L'orchestra, cesellata da Mehta, su arcate mirate, su gesti ritmici caratteristici dei fiati e delle percussioni, su intrecci tra temi e volumi, suona con eleganza nell'insieme, interpretando al meglio colori e costumi di un uomo di teatro e di balletto, quale Čajkovskij era. Chi vuol vedere in questa musica al contempo le sofferenze e gioie del compositore, un programma di sentimenti nascosti, lo faccia pure, ma questo è un ascolto sonoro, timbrico che, quando riesce, punta sempre e solo al sublime. Fine ultimo di ogni esecutore. Intanto, i diversi temi sparsi nei complessivi otto movimenti sollecitano immagini salottiere, malinconiche, nostalgia russa alla Tarkovskij. L'anima dei napoletani, spesso nostalgici, appena sollecitata, non poteva non cogliere la suggestione.

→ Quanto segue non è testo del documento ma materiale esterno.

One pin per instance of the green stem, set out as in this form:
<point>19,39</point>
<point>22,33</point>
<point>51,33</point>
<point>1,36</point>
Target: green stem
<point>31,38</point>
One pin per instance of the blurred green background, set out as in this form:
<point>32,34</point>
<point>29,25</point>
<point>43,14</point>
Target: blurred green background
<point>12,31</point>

La Quarta apre il concerto, piacevole ed eccitante da condurre. Il gesto tecnico subito emerge, non è mai fine a se stesso. Pause piene di suono prima del ritmo di fanfara iniziale, le arcate lunghe dei contrabbassi nei crescendo, il serrato pizzicato degli archi in velocità ma sussurrando dello scherzo, gli accenti delle trombe, il suono vellutato del fagotto nel finale, confluiscono in un muoversi del tempo prima adagio, incalzante sempre più stretto, poi mosso e capriccioso come deve. Il tempo in Čajkovskij spesso ci sfugge, impegnato da un materiale pulsante che lo sovrasta: adagio, andante, vivace, presto con fuoco - qui reso da Mehta ricco nella tavolozza timbrica sempre perno del sinfonismo russo.
Mehta fa ciò che la musica chiede, senza rischi, senza errori - e la sua esperienza permette un risultato sempre semplicemente bello. L'interpretazione è meno "pensata", non idealista. Il gesto è sobrio, piuttosto fermo, contenuto in ampiezza, mai troppo esagerato anche nei respiri e nelle arcate più lunghe dei canti appassionati come nell'inconsueto 5/4 dell' Allegro con grazia nella sesta, giusto e sempre efficace. La verità è che Mehta ha la capacità di far suonare su di una soglia impercettibile tra adagio ed andante, un tempo sospeso che in questo sinfonismo, e forse così solo in Mahler, si esalta.
Nel secondo tempo c'è ancora più voglia, ed allora via con la "Patetica": prima si ritarda, poi si stringe nei contrasti adagio/allegro non troppo, spesso coesi come un sogno, ricordo del passato, il tutto alternato ad improvvise esplosioni sonore, per ragioni interne alla partitura, che acuiscono il senso di drammaticità. I violoncelli espongono i temi, gli ottoni li declamano, i fiati qualche imperfezione nelle frasi a specchio, gli archi si muovono tra quartine di semicrome con assoluta leggerezza di musica di danza, enunciando le melodie in modo netto, proprio come il suo ammiratore Stravinskij lo voleva ricordare. Cristallina la simmetria introduzione/conclusione cupa sui registri bassi, e tutti i crescendo spesso in acceso ostinato ritmico, ed i ritorni ai temi sono ben costruiti senza scadere nel banale. Ma Mehta è uno dei rari che dal podio sanno far crescere un'orchestra (e a dicembre tornerà per Carmen).